“Senza distruzione
non c’è costruzione”. Con questo motto, esattamente 50 anni fa, Mao
Zedong dava l’ultima zampata di una vita da rivoluzionario. In pochi
mesi, la società cinese si sarebbe ritrovata sconvolta nelle sue radici
più profonde. A “Il Tempo e la Storia”, il programma di Rai Cultura in
onda giovedì 14 aprile alle 13.10 su Rai3 e alle 20.50 su Rai Storia,
Massimo Bernardini ne parla con il professor Giovani Andornino che parte
dal momento in cui Mao, nella primavera del 1960, lancia la Rivoluzione
Culturale.
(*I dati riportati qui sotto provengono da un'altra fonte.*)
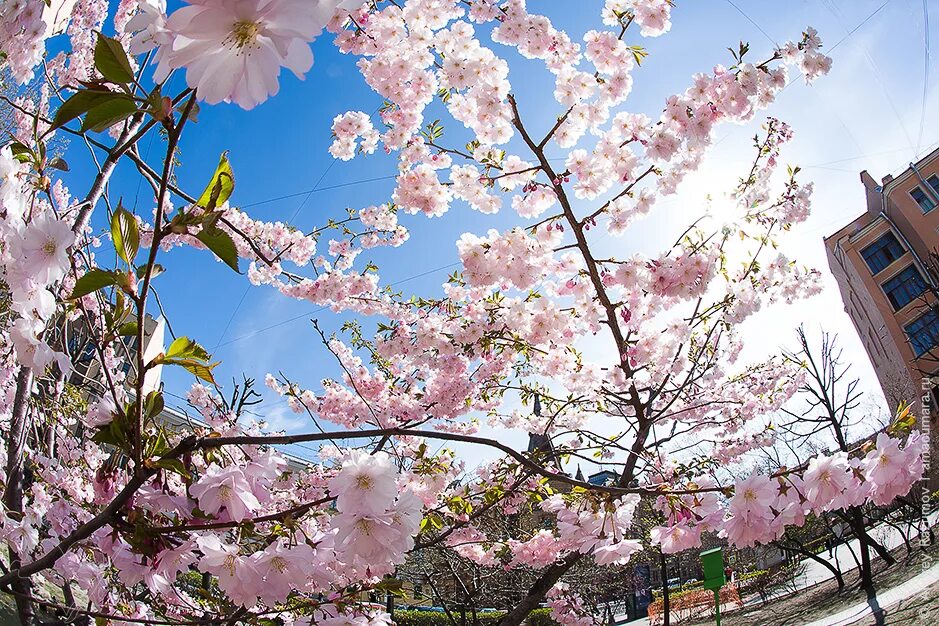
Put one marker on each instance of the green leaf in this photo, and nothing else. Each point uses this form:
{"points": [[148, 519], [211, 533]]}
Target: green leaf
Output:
{"points": [[127, 329], [153, 406], [184, 347], [58, 163], [220, 187], [220, 242], [155, 271], [190, 355], [92, 281], [79, 104], [124, 234], [109, 113], [198, 369], [111, 60]]}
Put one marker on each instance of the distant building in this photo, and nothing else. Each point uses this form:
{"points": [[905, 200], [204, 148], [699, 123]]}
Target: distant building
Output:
{"points": [[885, 265]]}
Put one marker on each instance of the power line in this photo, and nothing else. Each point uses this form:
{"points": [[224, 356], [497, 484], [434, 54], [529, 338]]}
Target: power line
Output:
{"points": [[752, 21], [922, 115], [234, 312], [324, 307], [320, 189]]}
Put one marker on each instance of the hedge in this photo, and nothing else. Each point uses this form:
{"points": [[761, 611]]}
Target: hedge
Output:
{"points": [[538, 617], [693, 603]]}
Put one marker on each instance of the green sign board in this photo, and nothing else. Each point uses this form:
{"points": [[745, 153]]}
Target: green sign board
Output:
{"points": [[712, 561]]}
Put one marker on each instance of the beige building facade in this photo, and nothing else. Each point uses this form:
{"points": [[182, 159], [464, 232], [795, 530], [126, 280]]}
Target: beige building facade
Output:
{"points": [[885, 265]]}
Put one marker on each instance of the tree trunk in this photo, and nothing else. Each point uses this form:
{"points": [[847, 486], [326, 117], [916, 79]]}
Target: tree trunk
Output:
{"points": [[666, 609], [831, 568], [13, 495], [537, 591]]}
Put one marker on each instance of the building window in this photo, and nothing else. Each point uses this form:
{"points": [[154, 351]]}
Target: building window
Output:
{"points": [[904, 287], [934, 183], [922, 199], [924, 332], [882, 252]]}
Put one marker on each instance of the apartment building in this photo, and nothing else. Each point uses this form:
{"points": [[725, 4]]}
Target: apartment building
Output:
{"points": [[887, 268]]}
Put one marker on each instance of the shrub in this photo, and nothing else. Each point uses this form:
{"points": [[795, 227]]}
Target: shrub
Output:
{"points": [[693, 603], [541, 617], [433, 618], [538, 617]]}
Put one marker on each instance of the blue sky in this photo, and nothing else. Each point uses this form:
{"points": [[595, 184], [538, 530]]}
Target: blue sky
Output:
{"points": [[869, 113]]}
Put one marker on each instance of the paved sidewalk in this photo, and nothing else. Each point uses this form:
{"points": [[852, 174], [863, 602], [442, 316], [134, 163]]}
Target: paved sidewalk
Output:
{"points": [[815, 573], [882, 600]]}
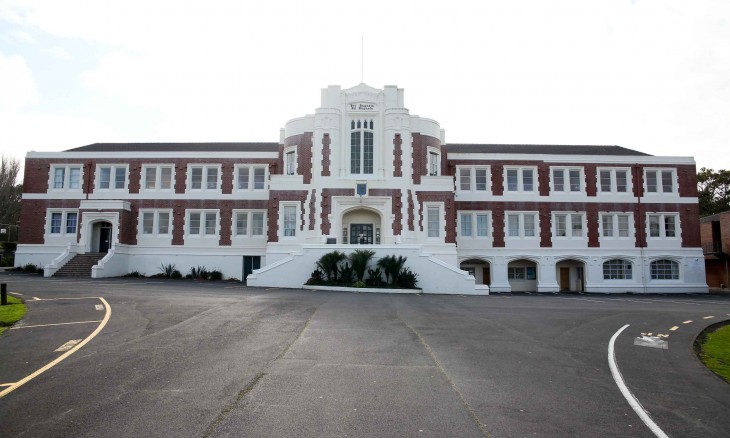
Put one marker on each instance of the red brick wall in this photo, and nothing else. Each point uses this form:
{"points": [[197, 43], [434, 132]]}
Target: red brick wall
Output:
{"points": [[396, 204], [447, 198]]}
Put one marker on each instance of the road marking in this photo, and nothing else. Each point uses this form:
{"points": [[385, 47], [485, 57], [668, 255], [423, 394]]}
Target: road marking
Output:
{"points": [[49, 325], [60, 358], [633, 401], [68, 345]]}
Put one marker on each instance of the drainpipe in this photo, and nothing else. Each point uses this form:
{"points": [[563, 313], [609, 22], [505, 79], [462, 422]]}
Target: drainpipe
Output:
{"points": [[642, 228]]}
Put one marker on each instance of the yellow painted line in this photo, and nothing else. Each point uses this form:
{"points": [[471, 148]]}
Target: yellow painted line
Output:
{"points": [[49, 325], [60, 358]]}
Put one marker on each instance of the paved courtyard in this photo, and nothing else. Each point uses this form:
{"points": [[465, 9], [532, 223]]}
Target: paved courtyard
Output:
{"points": [[180, 358]]}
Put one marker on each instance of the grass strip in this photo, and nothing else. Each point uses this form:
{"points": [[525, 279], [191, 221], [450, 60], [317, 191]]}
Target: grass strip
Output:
{"points": [[714, 351], [11, 313]]}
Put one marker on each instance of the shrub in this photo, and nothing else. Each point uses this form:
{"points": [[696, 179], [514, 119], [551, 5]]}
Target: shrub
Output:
{"points": [[375, 278], [199, 272], [407, 279], [359, 260], [316, 278], [329, 264], [167, 270], [392, 266]]}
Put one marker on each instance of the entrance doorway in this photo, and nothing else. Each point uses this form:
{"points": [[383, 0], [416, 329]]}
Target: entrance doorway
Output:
{"points": [[361, 234], [570, 275], [102, 237], [250, 263]]}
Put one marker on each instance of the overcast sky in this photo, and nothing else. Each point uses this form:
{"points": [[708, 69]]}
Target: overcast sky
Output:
{"points": [[648, 75]]}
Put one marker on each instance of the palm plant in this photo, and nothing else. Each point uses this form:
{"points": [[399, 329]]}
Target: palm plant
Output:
{"points": [[329, 262], [392, 266], [359, 261]]}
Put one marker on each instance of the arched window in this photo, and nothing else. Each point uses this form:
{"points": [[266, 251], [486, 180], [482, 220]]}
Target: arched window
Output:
{"points": [[664, 270], [361, 147], [617, 269]]}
Obiettivo è colpire il gruppo di esperti che ha assunto la
guida del paese dopo il disastro economico del Grande Balzo in Avanti e
che, secondo la sua visione, ha abbandonato la strada della rivoluzione.
La scintilla però incendia l’intera Cina, che arriva a un passo dalla
guerra civile. Con le scuole chiuse e le fabbriche in sciopero, orde di
guardie rosse, invitate da Mao a “bombardare il quartier generale”,
danno la caccia a insegnanti, intellettuali, quadri di partito, chiunque
sia sospettato di atteggiamento borghese e “controrivoluzionario”,
distruggendo qualunque simbolo del passato, con una furia iconoclasta
senza precedenti.
Mao è costretto a chiamare l’esercito per riportare l’ordine e a
disperdere le guardie rosse, che verranno spedite in campagna a
rieducarsi coi contadini più poveri. La rivoluzione vera e propria è
finita, ma il potere è ormai nelle mani della sinistra estrema, che, con
quella che verrà chiamata la Banda dei Quattro, lo manterrà fino alla
morte del vecchio leader carismatico, nel 1976.